ACTIO, Curitiba, v. 3, n. 2, p. 154-172, mai./ago. 2018.
INTRODUÇÃO
O ensino de Ciências é relativamente recente no Brasil. No ensino
fundamental, somente se consolidou por meio da disciplina de Ciências, com a
promulgação da Lei de Diretrizes e Bases da Educação, 4.024, de 20 de
dezembro de 1961, tornando obrigatório naquela época para todos os níveis do
antigo ensino ginasial (TRIVELATO; SILVA, 2011). Deste modo, é preciso considerá-
lo ainda em estado de construção e significação.
No âmbito da pesquisa, o ensino de Ciências vem se desenvolvendo
expressivamente no Brasil, tendo uma maior abrangência a partir dos anos de
1970, juntamente com o aumento dos cursos de pós-graduação na área de ensino
e educação em Ciências (MEGID NETO, 1999).
O ensino de Ciências deve ser pensado não somente como produto científico,
mas especialmente como produto social, tanto no contexto da sua gênese e
produção, como no âmbito educacional. Nesse caso, o conhecimento científico
vem sendo explorado por meio de conteúdos curriculares, em que o conhecimento
científico é transposto e discutido em disciplinas, sendo denominada por Freire-
Maia (2000) como ciência-produto, derivada da ciência-processo, atividade
científica desenvolvida em forma de pesquisa e divulgada pelos cientistas.
Conforme aponta o documento de Orientação Curricular de Ciências para as
escolas do Estado do Paraná (PARANÁ, 2008), o conhecimento científico mediado
para o contexto escolar, no entendimento de que esse conhecimento (ciência-
produto) é adequado para a escola básica, sofre um processo de didatização, mas
não se confunde com o conhecimento cotidiano.
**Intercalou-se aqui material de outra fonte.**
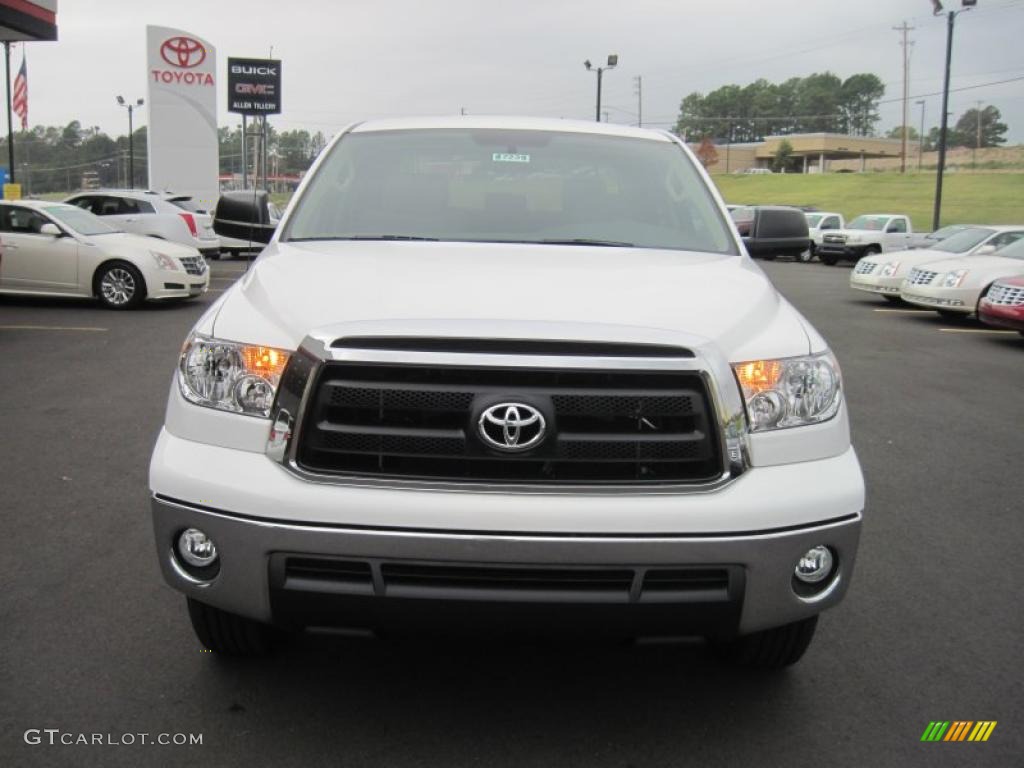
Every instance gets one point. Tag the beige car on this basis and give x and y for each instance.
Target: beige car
(954, 287)
(883, 273)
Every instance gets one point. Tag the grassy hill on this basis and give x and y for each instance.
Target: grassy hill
(975, 198)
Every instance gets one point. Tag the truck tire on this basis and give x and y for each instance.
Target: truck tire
(228, 634)
(770, 649)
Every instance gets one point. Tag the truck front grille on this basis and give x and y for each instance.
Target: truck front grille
(419, 422)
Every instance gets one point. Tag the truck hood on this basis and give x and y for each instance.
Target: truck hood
(334, 289)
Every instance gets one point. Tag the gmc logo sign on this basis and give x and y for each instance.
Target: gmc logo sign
(254, 89)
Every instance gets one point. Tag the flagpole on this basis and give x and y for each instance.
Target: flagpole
(10, 125)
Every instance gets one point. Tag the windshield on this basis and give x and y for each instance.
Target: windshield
(186, 204)
(873, 223)
(510, 186)
(80, 220)
(964, 241)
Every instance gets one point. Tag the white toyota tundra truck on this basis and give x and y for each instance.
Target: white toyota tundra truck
(507, 374)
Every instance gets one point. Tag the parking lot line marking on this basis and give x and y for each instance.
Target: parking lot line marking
(975, 331)
(53, 328)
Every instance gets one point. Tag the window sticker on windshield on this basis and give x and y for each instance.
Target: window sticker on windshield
(504, 157)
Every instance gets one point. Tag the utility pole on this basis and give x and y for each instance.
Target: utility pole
(639, 91)
(950, 22)
(905, 44)
(977, 143)
(921, 136)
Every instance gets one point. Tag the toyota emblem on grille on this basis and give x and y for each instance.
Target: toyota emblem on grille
(512, 426)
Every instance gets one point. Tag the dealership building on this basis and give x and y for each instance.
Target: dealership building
(814, 153)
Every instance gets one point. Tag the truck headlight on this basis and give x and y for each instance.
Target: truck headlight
(228, 376)
(165, 262)
(953, 279)
(790, 392)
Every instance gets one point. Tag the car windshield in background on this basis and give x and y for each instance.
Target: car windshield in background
(964, 241)
(510, 186)
(80, 220)
(186, 204)
(1014, 251)
(872, 223)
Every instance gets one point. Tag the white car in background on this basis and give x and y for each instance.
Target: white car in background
(954, 287)
(818, 222)
(884, 273)
(163, 215)
(53, 249)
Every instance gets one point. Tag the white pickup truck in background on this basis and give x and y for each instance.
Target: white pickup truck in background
(868, 235)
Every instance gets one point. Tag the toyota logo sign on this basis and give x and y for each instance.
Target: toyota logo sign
(183, 52)
(512, 426)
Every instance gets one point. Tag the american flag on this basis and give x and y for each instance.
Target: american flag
(20, 102)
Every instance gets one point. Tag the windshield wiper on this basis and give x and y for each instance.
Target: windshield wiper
(586, 242)
(363, 237)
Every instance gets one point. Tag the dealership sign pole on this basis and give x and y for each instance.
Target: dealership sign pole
(182, 101)
(254, 90)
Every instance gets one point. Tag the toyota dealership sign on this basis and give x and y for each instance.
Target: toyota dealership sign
(182, 102)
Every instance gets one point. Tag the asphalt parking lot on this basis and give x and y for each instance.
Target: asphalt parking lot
(931, 630)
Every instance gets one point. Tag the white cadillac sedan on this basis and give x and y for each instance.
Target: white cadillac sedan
(53, 249)
(884, 273)
(954, 287)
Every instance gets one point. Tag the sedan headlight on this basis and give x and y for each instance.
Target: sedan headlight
(228, 376)
(953, 279)
(790, 392)
(165, 262)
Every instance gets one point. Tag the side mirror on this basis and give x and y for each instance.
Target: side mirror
(244, 215)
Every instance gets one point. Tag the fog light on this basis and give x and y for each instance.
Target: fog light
(197, 548)
(815, 565)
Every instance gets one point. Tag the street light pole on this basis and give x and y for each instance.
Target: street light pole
(950, 19)
(611, 64)
(131, 138)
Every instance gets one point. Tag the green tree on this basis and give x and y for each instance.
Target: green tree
(992, 131)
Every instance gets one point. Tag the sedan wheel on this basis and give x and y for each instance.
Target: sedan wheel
(121, 287)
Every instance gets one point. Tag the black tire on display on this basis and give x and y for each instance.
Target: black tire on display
(229, 634)
(119, 285)
(770, 649)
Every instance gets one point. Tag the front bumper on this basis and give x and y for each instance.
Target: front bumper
(1004, 316)
(251, 581)
(876, 284)
(841, 251)
(947, 299)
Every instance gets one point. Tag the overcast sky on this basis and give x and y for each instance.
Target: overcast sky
(351, 59)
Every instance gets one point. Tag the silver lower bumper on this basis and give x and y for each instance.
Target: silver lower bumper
(765, 559)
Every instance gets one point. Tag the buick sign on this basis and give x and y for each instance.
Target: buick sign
(254, 86)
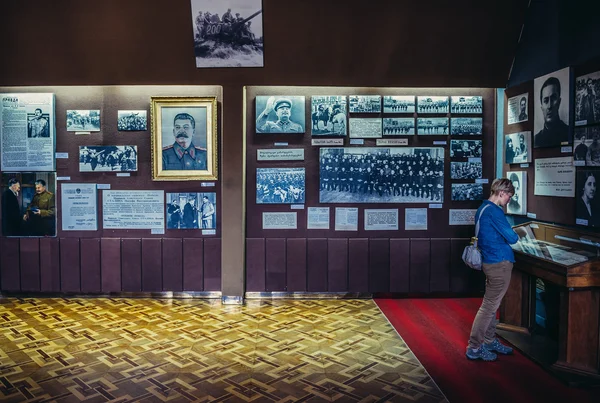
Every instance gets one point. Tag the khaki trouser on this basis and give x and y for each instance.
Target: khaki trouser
(496, 284)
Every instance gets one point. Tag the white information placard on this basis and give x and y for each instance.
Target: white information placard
(133, 209)
(554, 177)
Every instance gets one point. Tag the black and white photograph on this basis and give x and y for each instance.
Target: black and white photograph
(466, 170)
(280, 185)
(364, 103)
(280, 114)
(432, 126)
(467, 191)
(587, 99)
(228, 33)
(466, 126)
(132, 121)
(398, 126)
(465, 149)
(466, 104)
(517, 148)
(399, 104)
(551, 109)
(191, 210)
(328, 115)
(381, 175)
(429, 104)
(107, 158)
(83, 120)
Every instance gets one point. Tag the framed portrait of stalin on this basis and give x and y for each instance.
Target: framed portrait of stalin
(184, 138)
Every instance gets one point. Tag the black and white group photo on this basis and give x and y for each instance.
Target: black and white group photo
(472, 126)
(132, 120)
(280, 185)
(364, 103)
(191, 210)
(399, 104)
(465, 149)
(328, 115)
(381, 175)
(107, 158)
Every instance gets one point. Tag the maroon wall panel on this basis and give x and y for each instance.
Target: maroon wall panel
(111, 264)
(91, 278)
(419, 265)
(70, 277)
(358, 265)
(317, 265)
(30, 264)
(131, 265)
(337, 265)
(212, 264)
(296, 264)
(379, 265)
(172, 264)
(49, 265)
(275, 264)
(400, 265)
(151, 265)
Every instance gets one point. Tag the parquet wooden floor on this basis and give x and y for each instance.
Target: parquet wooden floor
(152, 350)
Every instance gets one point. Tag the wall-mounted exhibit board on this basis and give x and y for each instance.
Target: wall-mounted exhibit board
(311, 228)
(168, 254)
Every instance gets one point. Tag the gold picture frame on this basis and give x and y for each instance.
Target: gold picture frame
(184, 138)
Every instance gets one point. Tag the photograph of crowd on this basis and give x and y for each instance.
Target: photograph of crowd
(132, 120)
(465, 148)
(427, 104)
(328, 115)
(461, 126)
(365, 103)
(432, 126)
(191, 210)
(83, 120)
(466, 104)
(587, 99)
(280, 185)
(381, 175)
(107, 158)
(466, 170)
(398, 126)
(467, 191)
(399, 104)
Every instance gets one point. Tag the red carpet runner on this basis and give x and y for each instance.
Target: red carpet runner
(437, 330)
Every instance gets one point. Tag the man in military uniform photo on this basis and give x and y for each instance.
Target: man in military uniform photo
(183, 154)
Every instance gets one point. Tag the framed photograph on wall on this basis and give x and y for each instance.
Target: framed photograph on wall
(184, 138)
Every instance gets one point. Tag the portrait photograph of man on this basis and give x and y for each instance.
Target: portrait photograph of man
(551, 109)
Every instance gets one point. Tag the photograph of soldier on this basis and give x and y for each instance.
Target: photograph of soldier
(83, 120)
(365, 103)
(427, 104)
(280, 114)
(460, 126)
(399, 104)
(132, 121)
(465, 149)
(381, 175)
(467, 191)
(328, 115)
(38, 124)
(466, 104)
(398, 126)
(432, 126)
(228, 33)
(280, 185)
(466, 170)
(552, 109)
(587, 99)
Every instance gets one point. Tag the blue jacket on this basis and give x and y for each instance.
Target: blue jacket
(495, 234)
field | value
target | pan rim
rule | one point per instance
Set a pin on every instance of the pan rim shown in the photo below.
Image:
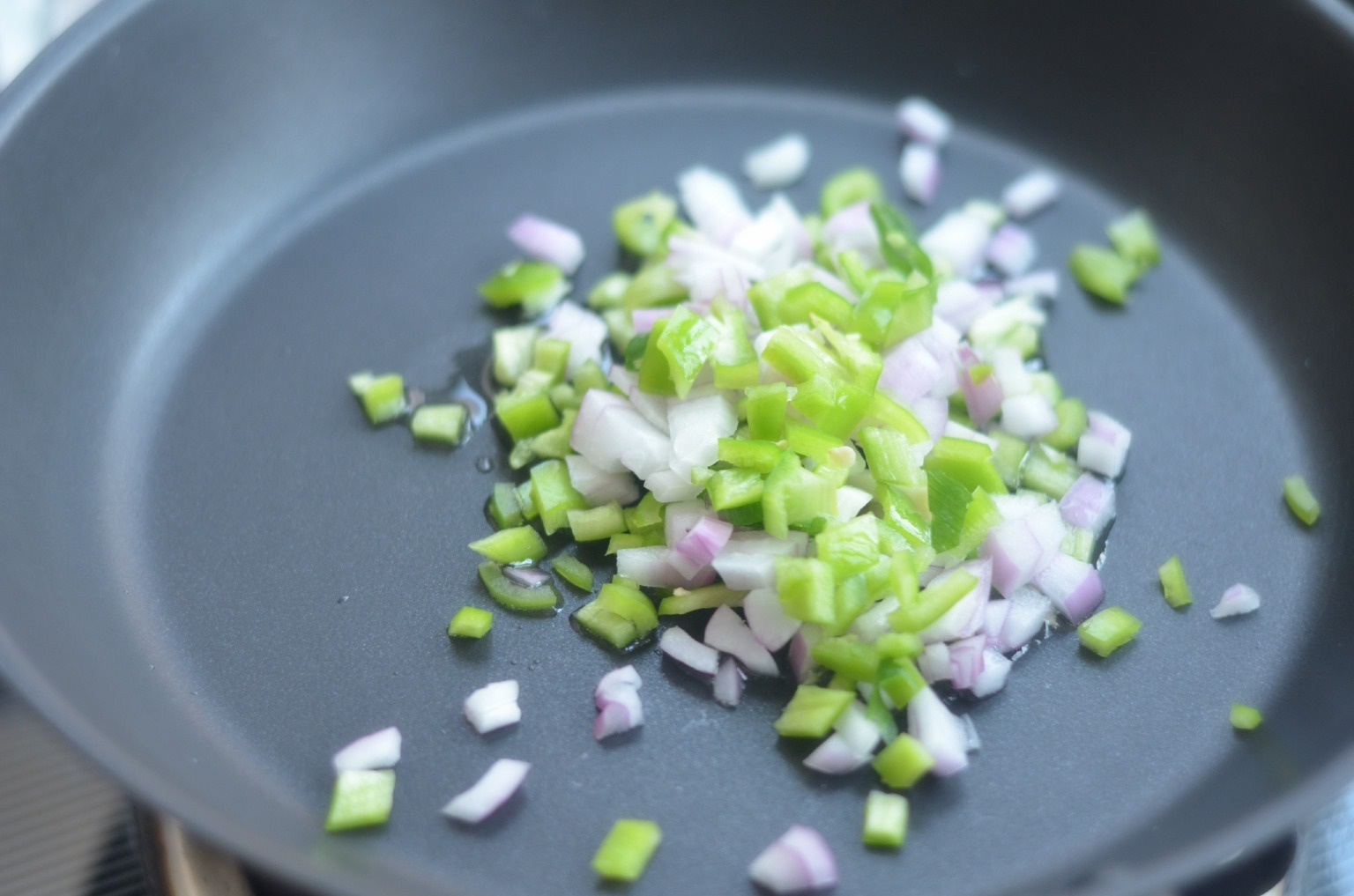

Nesse sentido, os conhecimentos
científicos escolares selecionados para serem ensinados na disciplina de Ciências
têm origem nos modelos explicativos construídos a partir da investigação da
natureza, de fenômenos complexos e situações problemas atrelados com a
cultura, a tecnologia, a sociedade e os saberes tradicionais.
É notória a presença das novas tecnologias em todas as esferas da sociedade.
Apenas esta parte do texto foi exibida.